DDR2 has made a fairly weak entry onto the market with underwhelming figures and poor latencies, when we first tested 533mhz on release we found it was no faster than overclocked DDR400 (with very tight latencies). So enter Corsair - one of the leading manufacturers of ram modules who are not resting on their laurels, this time they are bringing into play some exceptionally fast DDR5400 modules, which are rated at 675mhz with a CAS of 4.
The market has been crying out for some 600+mhz modules, to start seeing the benefits of theoretical DDR2 bandwidths. The TWIN2X1024 PC5400 Pro memory is rated at CAS4-4-4-12 and features the famous and flashy active LEDs. This makes Corsairs new PC5400 DDR2 memory 142MHz faster than the original PC4200 DDR2 memory. These TWIN2X1024 PC5400 Pro memory modules come with a life time warranty and are guaranteed to operate at the specified timings and frequencies. When I tested Corsair's original DDR2 modules I was able with the ASUS P5AD2 motherboard to overclock them to 660mhz with timings of 15-5-5-4, so I had high hopes when Corsair sent me these higher revision modules. The new modules are substantially larger than the "first revision" DDR2 boards, and as you can see from the shots (in comparison to older modules) below they come with some very attractive heatspreaders.
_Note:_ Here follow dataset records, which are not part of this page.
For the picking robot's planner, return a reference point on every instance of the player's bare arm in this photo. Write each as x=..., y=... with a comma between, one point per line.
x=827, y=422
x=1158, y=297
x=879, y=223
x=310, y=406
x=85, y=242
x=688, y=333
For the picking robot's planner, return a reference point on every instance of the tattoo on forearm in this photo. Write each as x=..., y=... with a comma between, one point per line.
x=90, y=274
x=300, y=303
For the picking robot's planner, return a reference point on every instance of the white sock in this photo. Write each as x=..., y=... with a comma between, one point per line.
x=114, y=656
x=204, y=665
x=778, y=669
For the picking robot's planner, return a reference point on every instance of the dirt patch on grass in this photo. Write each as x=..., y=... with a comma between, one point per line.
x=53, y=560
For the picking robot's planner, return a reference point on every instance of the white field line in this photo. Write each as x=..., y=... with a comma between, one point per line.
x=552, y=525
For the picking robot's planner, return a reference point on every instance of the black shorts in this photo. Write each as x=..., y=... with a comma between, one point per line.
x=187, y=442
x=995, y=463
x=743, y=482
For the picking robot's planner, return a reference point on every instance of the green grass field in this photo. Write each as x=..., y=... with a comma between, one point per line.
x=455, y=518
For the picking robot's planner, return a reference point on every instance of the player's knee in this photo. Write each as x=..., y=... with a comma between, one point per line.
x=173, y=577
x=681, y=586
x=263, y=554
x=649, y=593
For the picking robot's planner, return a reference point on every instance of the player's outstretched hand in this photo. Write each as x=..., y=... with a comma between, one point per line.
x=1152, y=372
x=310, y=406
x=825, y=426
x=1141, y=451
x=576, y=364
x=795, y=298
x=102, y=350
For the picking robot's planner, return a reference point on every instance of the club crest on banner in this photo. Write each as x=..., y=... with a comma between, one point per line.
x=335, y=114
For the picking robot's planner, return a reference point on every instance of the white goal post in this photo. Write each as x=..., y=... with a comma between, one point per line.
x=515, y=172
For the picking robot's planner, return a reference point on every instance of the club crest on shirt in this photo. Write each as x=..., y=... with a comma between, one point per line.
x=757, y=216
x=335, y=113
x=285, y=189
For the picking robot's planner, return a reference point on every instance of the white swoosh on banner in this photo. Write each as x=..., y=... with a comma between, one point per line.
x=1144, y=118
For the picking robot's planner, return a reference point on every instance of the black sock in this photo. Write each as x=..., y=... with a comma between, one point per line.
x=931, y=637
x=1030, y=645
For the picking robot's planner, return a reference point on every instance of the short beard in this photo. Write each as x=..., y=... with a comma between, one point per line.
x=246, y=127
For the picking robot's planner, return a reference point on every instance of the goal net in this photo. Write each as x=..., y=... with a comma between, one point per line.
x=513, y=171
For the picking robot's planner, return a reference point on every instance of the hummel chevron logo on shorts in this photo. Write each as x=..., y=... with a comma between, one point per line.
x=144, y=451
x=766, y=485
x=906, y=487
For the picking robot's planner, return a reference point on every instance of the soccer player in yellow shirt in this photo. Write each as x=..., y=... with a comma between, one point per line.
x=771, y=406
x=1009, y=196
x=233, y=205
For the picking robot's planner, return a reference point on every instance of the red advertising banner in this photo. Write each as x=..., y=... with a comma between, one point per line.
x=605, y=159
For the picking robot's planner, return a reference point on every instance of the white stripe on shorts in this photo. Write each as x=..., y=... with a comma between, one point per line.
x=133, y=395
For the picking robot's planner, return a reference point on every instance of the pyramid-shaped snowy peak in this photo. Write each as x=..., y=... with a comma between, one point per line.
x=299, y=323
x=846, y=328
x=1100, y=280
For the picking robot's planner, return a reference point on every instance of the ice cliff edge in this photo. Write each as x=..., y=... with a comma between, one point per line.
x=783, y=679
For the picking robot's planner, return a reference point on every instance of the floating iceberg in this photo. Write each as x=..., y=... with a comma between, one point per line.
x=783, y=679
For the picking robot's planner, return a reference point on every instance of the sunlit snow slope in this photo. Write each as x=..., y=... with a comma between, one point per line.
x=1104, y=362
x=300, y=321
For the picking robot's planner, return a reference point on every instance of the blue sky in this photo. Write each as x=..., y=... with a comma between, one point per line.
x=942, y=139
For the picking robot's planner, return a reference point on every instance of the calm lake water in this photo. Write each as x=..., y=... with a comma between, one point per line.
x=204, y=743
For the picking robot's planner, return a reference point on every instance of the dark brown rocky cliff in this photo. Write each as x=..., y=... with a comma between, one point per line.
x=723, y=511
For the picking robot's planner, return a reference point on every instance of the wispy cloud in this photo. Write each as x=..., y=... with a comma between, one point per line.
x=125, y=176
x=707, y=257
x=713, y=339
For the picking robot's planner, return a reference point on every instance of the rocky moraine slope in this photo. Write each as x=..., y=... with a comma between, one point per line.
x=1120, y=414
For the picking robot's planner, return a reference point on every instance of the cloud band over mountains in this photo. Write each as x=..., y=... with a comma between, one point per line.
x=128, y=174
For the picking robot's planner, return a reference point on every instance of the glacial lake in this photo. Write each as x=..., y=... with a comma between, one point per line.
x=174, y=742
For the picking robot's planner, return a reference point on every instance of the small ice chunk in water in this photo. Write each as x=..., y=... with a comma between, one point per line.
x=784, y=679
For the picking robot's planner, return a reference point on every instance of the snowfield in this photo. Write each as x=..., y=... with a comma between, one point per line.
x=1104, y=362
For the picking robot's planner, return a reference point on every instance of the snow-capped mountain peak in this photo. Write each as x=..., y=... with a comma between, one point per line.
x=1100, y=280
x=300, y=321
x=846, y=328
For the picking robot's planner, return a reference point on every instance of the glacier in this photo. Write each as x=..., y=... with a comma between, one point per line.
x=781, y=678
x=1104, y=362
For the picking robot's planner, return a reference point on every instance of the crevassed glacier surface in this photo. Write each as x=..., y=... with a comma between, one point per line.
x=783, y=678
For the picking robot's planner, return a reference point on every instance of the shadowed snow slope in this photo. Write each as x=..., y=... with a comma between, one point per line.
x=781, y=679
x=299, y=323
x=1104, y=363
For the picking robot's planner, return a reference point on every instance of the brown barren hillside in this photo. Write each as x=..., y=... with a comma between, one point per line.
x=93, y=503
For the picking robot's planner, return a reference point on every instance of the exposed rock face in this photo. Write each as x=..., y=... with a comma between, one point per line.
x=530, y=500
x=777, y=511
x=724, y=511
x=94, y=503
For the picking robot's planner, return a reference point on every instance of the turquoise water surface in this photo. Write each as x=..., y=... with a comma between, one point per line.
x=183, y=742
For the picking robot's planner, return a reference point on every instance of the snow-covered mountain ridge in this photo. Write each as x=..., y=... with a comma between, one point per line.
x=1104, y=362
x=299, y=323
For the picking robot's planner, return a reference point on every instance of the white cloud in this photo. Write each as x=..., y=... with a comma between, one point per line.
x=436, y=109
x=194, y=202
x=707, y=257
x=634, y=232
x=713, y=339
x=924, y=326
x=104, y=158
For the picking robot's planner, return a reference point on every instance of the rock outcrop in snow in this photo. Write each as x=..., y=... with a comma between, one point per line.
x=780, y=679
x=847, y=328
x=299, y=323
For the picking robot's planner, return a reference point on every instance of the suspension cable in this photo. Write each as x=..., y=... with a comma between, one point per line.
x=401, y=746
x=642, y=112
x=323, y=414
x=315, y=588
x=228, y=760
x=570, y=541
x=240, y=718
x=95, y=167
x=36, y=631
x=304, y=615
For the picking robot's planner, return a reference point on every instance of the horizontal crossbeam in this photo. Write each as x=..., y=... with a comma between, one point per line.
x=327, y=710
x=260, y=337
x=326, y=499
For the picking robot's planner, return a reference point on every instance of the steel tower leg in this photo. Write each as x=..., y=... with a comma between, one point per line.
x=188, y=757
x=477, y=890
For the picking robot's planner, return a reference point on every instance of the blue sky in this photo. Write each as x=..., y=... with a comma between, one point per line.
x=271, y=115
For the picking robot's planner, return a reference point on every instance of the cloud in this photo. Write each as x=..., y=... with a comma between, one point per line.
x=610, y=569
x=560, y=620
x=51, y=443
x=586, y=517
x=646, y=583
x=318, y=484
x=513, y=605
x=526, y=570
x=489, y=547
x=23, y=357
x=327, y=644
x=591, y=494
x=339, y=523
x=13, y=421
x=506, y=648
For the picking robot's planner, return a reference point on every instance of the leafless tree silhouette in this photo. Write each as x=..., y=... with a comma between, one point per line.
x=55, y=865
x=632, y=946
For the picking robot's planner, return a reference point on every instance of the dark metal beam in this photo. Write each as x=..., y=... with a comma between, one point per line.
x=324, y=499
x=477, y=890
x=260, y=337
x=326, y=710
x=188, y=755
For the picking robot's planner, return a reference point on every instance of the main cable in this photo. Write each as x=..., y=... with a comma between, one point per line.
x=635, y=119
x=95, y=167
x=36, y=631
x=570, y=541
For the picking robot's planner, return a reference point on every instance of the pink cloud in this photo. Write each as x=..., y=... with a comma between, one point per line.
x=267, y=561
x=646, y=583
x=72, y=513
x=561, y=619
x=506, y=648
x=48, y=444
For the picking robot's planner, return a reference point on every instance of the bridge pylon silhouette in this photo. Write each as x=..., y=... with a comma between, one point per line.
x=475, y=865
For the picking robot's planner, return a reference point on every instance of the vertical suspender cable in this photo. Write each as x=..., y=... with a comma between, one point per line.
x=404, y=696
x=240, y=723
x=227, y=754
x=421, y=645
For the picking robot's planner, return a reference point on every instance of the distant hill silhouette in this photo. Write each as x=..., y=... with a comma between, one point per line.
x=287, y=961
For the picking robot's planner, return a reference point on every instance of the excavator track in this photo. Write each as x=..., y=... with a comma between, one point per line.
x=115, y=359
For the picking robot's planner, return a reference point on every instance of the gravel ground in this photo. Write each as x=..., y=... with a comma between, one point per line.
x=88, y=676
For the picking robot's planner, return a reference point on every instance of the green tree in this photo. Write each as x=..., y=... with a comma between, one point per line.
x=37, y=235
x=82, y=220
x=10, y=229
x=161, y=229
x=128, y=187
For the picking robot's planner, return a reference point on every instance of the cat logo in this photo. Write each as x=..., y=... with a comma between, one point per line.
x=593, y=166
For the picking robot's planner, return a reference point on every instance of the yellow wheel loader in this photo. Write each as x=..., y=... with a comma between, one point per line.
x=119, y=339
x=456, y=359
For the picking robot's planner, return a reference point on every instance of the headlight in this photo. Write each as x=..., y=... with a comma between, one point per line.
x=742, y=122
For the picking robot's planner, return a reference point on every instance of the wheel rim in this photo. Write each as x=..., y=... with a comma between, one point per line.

While DDR2 is similar to DDR memory, there are a number of enhancements. The biggest feature of DDR2 is its 4-bit prefetch, allowing it to read/write four times the amount of data per clock cycle. This feature effectively doubled the data bus speed while keeping the same 64-bit interface that the original DDR memory used. DDR has 184 pins and DDR2 has 240 pins, without treading old ground as most of us know already DDR2 also requires less power.
So with all these high figures, why isnt DDR2 outperforming its older DDR counterpart? Well basically this is all down to latencies of the ram. tight DDR400 memory can operate at 7-2-2 CAS 2 while most 533mhz DDR2 operated at 12-4-4-CAS 4. The looser (higher) latencies have been counterbalancing the effective clock gains.
DDR 675 is the new standard and hopefully will resolve this issue. Now with Corsair you are always assured quality and everyone loves the LED's Corsair use on their pro modules, not only are they practical, visually depicting load levels but they look gorgeous in a high end system with a window mod, all these "touches" help to justify the high cost. The heatspreaders on these modules are of the highest quality and are thermally affixed to the ICs for optimium thermal transfer, this is a much better solution than the usual double sided tape.
Intel Pentium 4
3.6ghz Engineering sample
Before I start running some benchmarks and quoting figures for the ram, I will delve into the maximum overclocks achieveable. The Asus P5DA2 motherboard incorrectly read the SPD timings as 15-5-5-4 so manual intervention was required to acquire the rated 12-4-4-4, this was rock solid.
Raising the voltage to 1.9 allowed tighter timings of 12-3-4-4 but even up to 2.2 volts nothing higher was possible with this setup. To aid the heatspreaders at higher voltages I used additional cooling with a 120mm fan on a zalman arm attached over the ram. The maximum clocks I could get from the ram at 2 volts was 730mhz @ 12-3-4-4, raising the voltage higher was not a positive experience for the memory, but nonetheless a very good overclock. Lowering latencies to 14-5-5-4, 738mhz was possible but performance was inferior, so im using the 730mhz 12-3-4-4 timings as the reference maximum overclock. I have included DDR533 (stock) scores with DDR 675 (stock) and DDR 730 (overclocked) scores.
An incredible set of results across the board with DDR2 @ 675mhz certainly showing a substantial improvement on bandwidth from 533mhz. Overclocked states give some of the highest results ive seen from any modules to this point, very impressive.
These modules are an overclockers dream especially considering with my test system I was able to hit 730mhz @ 1.9 volts with tighter timings than Corsair have rated (at 675mhz) and almost 740mhz with slightly relaxed timings.
Stability of these modules is without a doubt the highest ive seen, I worked these sticks harder than ive worked any modules and I had not a single lock out, BSOD or random reboot during days of solid stress testing. Not only do these boards finally give DDR2 the much needed boost to outperform DDR, but every attention to detail has been given from the top quality heatspreaders to the compatibility with the three Slot775 boards during testing outside this review.
I really cant recommend Corsair Twin2X1024 PC5400 Pro highly enough, if you are moving to the intel PCI express platform and need the fastest, highest quality DDR2, then there is no competition, these are without a doubt worth every penny.
Available in the UK in many stores such as Overclockers UK for around £265 inc VAT.